Breakthroughs in Large Language Model Training Data

Saturday 08 March 2025


The quest for high-quality training data has been a long-standing challenge in the development of large language models (LLMs). These powerful machines can only become as sophisticated as the data they’re trained on, making it crucial to find reliable sources that meet their demanding standards. Two recent papers have made significant strides in addressing this issue by creating comprehensive datasets that are not only freely available but also carefully curated.


The first paper, published by EleutherAI, presents a dataset called Common Pile, which is designed to be a default training set for LLMs. To achieve this, the authors scoured the internet for publicly available content that is licensed under permissive terms, such as Creative Commons licenses or is in the public domain. This includes everything from books and academic papers to news articles and YouTube transcripts.


The sheer scale of Common Pile is impressive, with over 259 million pages of text comprising more than 221 billion words. To put this into perspective, a typical language model might require tens of thousands of hours of training data to achieve state-of-the-art results – and yet, Common Pile provides enough material for multiple models to train simultaneously.
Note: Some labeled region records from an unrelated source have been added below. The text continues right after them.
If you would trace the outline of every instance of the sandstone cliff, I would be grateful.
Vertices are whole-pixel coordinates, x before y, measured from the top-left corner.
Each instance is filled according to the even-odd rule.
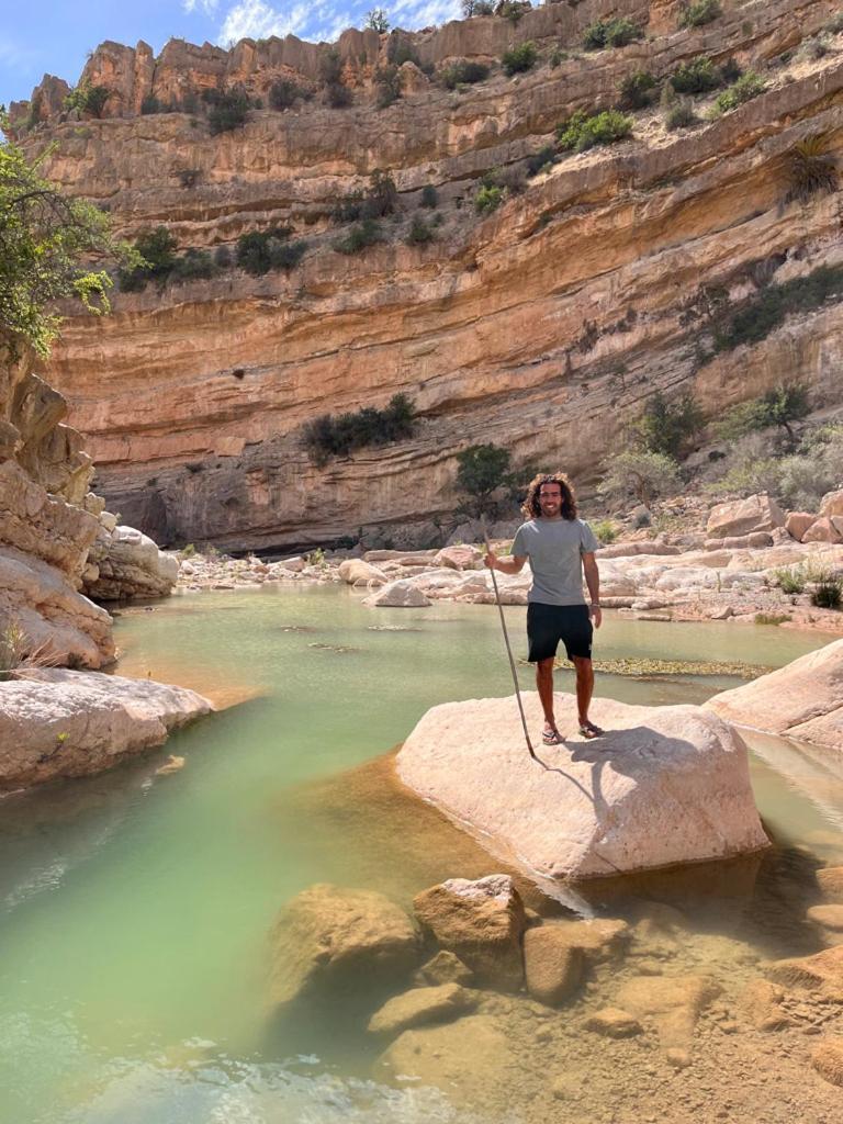
[[[109,506],[169,543],[330,542],[448,511],[455,453],[473,442],[593,477],[656,389],[694,390],[716,415],[798,377],[819,404],[839,402],[836,297],[752,345],[711,345],[742,302],[843,261],[839,192],[783,202],[798,142],[825,135],[832,156],[843,146],[843,38],[815,58],[792,55],[837,4],[723,7],[710,24],[679,28],[676,3],[586,0],[516,25],[482,18],[406,36],[418,65],[404,63],[404,96],[382,110],[374,69],[392,37],[374,33],[337,44],[346,109],[318,92],[327,45],[293,37],[230,52],[171,43],[157,60],[144,44],[105,44],[83,75],[112,91],[101,119],[70,119],[55,109],[56,81],[43,84],[43,124],[27,143],[56,142],[48,174],[107,207],[126,234],[165,224],[181,247],[234,247],[285,223],[308,244],[290,272],[229,268],[119,294],[111,317],[66,325],[49,375]],[[647,37],[572,49],[618,10],[649,19]],[[491,63],[526,40],[540,60],[515,78],[495,66],[488,81],[448,91],[422,69]],[[655,108],[641,110],[629,140],[565,156],[495,214],[474,212],[480,179],[523,169],[575,109],[614,105],[633,71],[664,78],[700,54],[754,67],[764,92],[676,133]],[[217,136],[201,115],[139,112],[149,96],[233,84],[265,97],[284,76],[317,96],[283,112],[252,109]],[[332,210],[375,169],[396,181],[399,217],[384,243],[337,253]],[[439,196],[437,237],[408,245],[426,184]],[[303,423],[382,407],[397,391],[422,414],[415,437],[311,463]]]

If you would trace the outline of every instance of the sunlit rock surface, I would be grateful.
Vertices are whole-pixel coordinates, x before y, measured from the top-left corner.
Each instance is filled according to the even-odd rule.
[[[538,697],[523,696],[538,741]],[[746,750],[694,706],[595,700],[606,729],[586,742],[573,696],[556,696],[558,746],[527,753],[514,698],[434,707],[397,759],[401,780],[460,824],[545,877],[590,878],[764,847]]]

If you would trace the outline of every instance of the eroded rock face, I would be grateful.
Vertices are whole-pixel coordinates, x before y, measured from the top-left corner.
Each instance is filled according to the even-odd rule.
[[[272,931],[271,1000],[400,980],[418,962],[407,914],[374,890],[319,883],[281,910]]]
[[[0,689],[0,792],[101,772],[208,714],[194,691],[96,672],[38,669]]]
[[[538,698],[523,695],[529,727]],[[563,735],[575,699],[556,695]],[[589,878],[727,858],[768,845],[746,750],[691,706],[598,699],[593,743],[540,746],[533,761],[514,698],[450,703],[422,718],[397,758],[401,780],[459,823],[491,836],[534,871]],[[459,768],[454,763],[459,762]]]

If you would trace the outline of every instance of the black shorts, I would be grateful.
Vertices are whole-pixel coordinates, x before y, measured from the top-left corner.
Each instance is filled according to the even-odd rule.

But quality is just as important as quantity when it comes to training data. EleutherAI has implemented a range of filters and heuristics to ensure that the content in Common Pile is accurate, relevant, and free from bias. This includes removing duplicates, filtering out low-quality OCR text, and verifying licenses.


The second paper, published by Pleias, takes a different approach by focusing on conversational data. Their dataset, YouTube-Commons, consists of transcripts from videos that are licensed under Creative Commons’ CC-BY license. While this may seem like a smaller scope than Common Pile, it’s actually a crucial piece of the puzzle.
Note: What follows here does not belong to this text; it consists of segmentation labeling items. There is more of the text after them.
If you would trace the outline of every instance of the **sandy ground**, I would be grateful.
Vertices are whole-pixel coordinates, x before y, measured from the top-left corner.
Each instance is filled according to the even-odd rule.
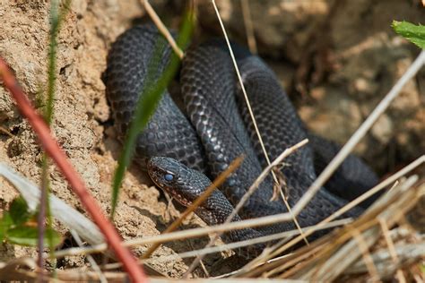
[[[160,15],[178,26],[178,1],[152,1]],[[239,2],[218,1],[225,24],[244,42]],[[199,1],[198,38],[220,35],[209,1]],[[420,1],[254,2],[251,5],[260,55],[271,63],[301,117],[313,131],[339,142],[346,141],[403,73],[418,49],[390,30],[392,20],[423,20]],[[265,13],[267,17],[265,17]],[[100,79],[114,39],[144,16],[138,1],[73,1],[59,33],[57,84],[53,130],[91,193],[110,210],[110,184],[120,146]],[[48,4],[43,1],[0,2],[0,56],[11,65],[38,108],[43,107],[47,81]],[[381,175],[414,159],[425,149],[425,73],[410,81],[390,109],[357,148]],[[41,93],[41,94],[40,94]],[[9,94],[0,89],[0,160],[39,181],[41,150],[29,124]],[[83,211],[61,175],[51,167],[53,193]],[[8,209],[16,191],[0,179],[0,211]],[[149,178],[133,166],[123,184],[115,219],[125,239],[157,235],[178,213]],[[196,218],[182,229],[203,225]],[[60,226],[59,231],[65,232]],[[158,257],[200,248],[207,239],[162,245]],[[0,261],[35,255],[34,249],[4,244]],[[135,249],[142,254],[146,247]],[[206,259],[211,268],[217,256]],[[187,261],[155,262],[157,270],[181,275]],[[57,262],[59,268],[82,266],[78,257]]]

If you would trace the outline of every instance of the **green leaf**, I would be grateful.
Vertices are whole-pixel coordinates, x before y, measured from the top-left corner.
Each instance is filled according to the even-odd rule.
[[[35,227],[20,226],[7,231],[6,240],[13,244],[21,245],[36,246],[38,244],[39,233]],[[57,245],[61,243],[60,235],[52,229],[46,229],[44,235],[44,246],[48,247],[48,238],[53,240],[53,244]]]
[[[9,213],[15,225],[23,224],[31,217],[31,213],[28,211],[27,202],[21,196],[12,202]]]
[[[183,22],[178,33],[178,46],[182,48],[186,47],[187,45],[192,30],[194,27],[194,14],[193,12],[189,11],[183,17]],[[110,217],[113,219],[115,210],[117,208],[117,203],[118,201],[119,188],[124,178],[124,174],[126,173],[126,167],[131,162],[134,149],[135,146],[135,142],[137,135],[146,126],[149,122],[149,119],[155,112],[156,107],[160,102],[162,93],[169,85],[169,81],[174,78],[178,66],[179,66],[179,58],[173,52],[171,54],[171,58],[169,60],[169,65],[166,67],[165,71],[161,76],[155,80],[155,73],[150,72],[152,67],[155,65],[155,63],[159,61],[159,58],[155,58],[162,54],[161,47],[167,44],[165,39],[162,37],[160,37],[155,49],[155,52],[152,56],[152,62],[148,66],[148,74],[145,85],[142,90],[142,94],[137,102],[137,106],[133,116],[133,120],[128,129],[126,142],[124,142],[123,151],[118,159],[118,166],[115,171],[114,180],[112,184],[112,209]],[[156,59],[156,61],[155,61]]]
[[[425,26],[415,25],[408,21],[393,21],[394,30],[407,40],[425,49]]]
[[[9,211],[4,211],[3,217],[0,219],[0,244],[5,240],[7,230],[9,230],[13,225],[13,220],[12,220]]]

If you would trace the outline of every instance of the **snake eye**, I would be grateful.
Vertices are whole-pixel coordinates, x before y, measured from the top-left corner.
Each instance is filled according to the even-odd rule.
[[[165,176],[164,176],[164,179],[166,181],[172,181],[174,179],[174,176],[172,176],[171,174],[169,173],[167,173]]]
LLMs trained solely on formal texts can struggle to understand everyday language and nuances of human communication. By incorporating conversational data into their training, these models can learn to recognize patterns and structures that are unique to spoken language. YouTube-Commons provides a treasure trove of such data, with millions of hours of video content available for analysis.


Both Common Pile and YouTube-Commons have the potential to revolutionize the field of LLM development. By providing high-quality, freely available training data, they can enable researchers and developers to create more accurate, more nuanced, and more human-like language models.


Cite this article: “Breakthroughs in Large Language Model Training Data”, The Science Archive, 2025.


Large Language Models, Training Data, Common Pile, Eleutherai, Youtube-Commons, Conversational Data, Public Domain, Creative Commons Licenses, Ocr Text, Bias-Free


Reference: Stefan Baack, Stella Biderman, Kasia Odrozek, Aviya Skowron, Ayah Bdeir, Jillian Bommarito, Jennifer Ding, Maximilian Gahntz, Paul Keller, Pierre-Carl Langlais, et al., “Towards Best Practices for Open Datasets for LLM Training” (2025).